Clinically relevant DNA polymorphisms have significantly variable allele frequencies among different world populations [1-7 ]. However, many areas of the world are under-represented in current pharmacogenomics research [8,9 ]. Organizations such as the Pharmacogenetics for Every Nation Initiative are attempting to redress this balance by collecting country and region-specific data on pharmacogenomically relevant polymorphisms to ensure rational medication selection not based on Western European data [2,8-13 ].

Hispanic populations represent an important challenge for pharmacogenomics. Mexico is the 11th most populous nation in the world, and Mexican-Americans comprised 10.9% of the US population as of 2010 [14 ]. With over 30 million people of Mexican descent living in North America, this population is too large to be ignored by researchers. Approximately 60% of Mexicans classify themselves as Mestizo, with an ancestry that includes both Amerindians and Europeans. Another 30% are of Amerindian descent and 9% self-classify as white [15 ]. A study of Texas Hispanics (90% Mexican-Americans) calculated the degree of admixture to be approximately 36% Amerindian and 64% European [ 16 ]. Such a significant non-European genetic contribution to the Mexican population makes inferences based on European-American pharmacogenomic data problematic [17 ].

Peru has a population of approximately 30.15 million people. The major ethnic groups are 45% Amerindian, 37% Mestizo (mixed Amerindian and white) and 15% white, with the remaining 3% made up from Japanese, Chinese and African ethnicities [18 ]. A study of 25 regions of Peru found different levels of European ancestry depending on location [19 ]. As with the Mexican population this admixture provides a distinct population [20-22 ] that does not allow for assumptions from existing data for any one ethnic group.

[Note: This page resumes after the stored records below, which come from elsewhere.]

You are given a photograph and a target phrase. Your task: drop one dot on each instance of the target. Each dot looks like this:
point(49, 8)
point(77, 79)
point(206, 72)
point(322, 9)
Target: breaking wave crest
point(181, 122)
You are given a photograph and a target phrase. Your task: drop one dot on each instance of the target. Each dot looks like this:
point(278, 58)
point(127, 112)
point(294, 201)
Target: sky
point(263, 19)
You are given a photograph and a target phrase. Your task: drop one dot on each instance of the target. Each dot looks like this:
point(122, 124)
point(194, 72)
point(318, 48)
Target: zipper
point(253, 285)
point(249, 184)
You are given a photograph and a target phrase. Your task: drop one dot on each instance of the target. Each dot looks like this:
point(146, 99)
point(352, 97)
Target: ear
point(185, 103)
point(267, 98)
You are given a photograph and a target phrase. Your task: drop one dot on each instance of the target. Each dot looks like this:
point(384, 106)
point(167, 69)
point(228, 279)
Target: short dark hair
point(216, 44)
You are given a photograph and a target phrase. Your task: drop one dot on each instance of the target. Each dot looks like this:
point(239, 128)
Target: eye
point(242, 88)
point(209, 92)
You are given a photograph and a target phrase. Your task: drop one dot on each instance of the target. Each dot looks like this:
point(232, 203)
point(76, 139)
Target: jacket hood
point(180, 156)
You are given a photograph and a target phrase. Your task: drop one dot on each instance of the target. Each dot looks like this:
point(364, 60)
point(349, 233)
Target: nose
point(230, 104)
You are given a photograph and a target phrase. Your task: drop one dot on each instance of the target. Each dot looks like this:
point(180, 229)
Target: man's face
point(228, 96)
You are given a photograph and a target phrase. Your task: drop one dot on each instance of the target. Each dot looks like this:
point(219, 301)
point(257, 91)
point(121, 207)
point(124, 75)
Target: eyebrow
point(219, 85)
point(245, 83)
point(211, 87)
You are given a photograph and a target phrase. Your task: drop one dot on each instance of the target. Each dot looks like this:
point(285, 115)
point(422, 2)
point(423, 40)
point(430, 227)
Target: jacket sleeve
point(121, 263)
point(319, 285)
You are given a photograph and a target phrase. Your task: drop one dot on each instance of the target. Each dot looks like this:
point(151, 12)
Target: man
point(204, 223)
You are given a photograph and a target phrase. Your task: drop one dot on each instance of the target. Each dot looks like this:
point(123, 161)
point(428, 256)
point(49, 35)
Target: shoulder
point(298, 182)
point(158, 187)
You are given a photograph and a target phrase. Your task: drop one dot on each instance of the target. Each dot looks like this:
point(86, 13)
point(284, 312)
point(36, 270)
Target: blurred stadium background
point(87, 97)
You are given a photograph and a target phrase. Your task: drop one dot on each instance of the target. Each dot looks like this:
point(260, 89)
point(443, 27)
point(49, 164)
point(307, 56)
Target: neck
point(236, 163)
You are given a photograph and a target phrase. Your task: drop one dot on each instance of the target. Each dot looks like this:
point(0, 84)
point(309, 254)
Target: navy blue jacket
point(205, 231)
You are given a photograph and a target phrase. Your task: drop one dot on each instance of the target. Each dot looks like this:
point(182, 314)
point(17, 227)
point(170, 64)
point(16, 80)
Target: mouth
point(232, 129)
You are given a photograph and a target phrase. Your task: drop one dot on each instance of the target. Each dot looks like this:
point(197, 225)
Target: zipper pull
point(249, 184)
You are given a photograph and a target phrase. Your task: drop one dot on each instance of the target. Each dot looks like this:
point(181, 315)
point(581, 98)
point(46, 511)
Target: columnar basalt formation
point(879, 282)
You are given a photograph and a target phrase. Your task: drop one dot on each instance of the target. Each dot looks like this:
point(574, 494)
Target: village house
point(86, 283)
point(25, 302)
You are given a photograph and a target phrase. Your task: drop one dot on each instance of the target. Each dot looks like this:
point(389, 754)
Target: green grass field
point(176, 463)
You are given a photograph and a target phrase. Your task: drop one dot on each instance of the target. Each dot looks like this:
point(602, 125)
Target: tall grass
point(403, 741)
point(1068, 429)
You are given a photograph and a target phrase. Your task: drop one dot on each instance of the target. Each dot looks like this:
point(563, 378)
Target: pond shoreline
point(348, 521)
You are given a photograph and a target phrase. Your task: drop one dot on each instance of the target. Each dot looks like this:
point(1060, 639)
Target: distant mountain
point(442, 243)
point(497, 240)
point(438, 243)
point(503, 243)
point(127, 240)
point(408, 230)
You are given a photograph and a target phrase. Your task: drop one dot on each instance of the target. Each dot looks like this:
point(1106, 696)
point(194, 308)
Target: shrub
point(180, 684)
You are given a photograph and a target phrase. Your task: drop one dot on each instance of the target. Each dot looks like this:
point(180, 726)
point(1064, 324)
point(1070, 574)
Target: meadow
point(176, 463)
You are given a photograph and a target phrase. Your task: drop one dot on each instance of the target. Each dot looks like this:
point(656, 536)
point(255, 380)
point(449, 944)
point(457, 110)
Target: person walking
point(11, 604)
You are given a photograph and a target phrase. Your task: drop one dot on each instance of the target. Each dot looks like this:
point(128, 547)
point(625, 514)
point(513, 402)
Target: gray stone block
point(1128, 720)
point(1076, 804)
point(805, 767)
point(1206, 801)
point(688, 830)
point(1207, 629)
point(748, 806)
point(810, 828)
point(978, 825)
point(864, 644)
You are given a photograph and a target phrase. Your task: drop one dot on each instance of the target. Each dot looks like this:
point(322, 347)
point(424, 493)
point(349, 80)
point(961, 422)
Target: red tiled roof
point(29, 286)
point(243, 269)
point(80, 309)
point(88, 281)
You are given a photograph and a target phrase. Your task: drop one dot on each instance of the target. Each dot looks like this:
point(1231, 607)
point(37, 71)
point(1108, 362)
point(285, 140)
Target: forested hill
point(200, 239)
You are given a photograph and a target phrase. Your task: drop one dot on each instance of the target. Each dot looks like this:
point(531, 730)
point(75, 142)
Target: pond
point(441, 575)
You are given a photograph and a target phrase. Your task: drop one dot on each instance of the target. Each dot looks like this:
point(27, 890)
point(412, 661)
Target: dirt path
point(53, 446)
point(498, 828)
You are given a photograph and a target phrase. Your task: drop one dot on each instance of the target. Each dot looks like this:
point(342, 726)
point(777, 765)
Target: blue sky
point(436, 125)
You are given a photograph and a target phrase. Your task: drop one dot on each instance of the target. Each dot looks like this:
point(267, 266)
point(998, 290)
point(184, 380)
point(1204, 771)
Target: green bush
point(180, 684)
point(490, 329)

Even generalizations across Hispanic groups are not viable. Both admixture levels and disease prevalence vary across Central and South America. For example, in New Jersey, where the majority of the Hispanic population is of Puerto Rican descent, the relative genetic contributions of Europeans, Amerindians and Africans are approximately 85%, 9% and 6%, respectively [ 16 ]. This variation in admixture correlates with real clinical problems. Puerto Ricans have the highest asthma rates in the US while Mexican-Americans have the lowest, and a meta-analysis has shown that Hispanics with African ancestry are at risk for more severe asthma in both Mexican-American and Puerto Rican American populations [23 ].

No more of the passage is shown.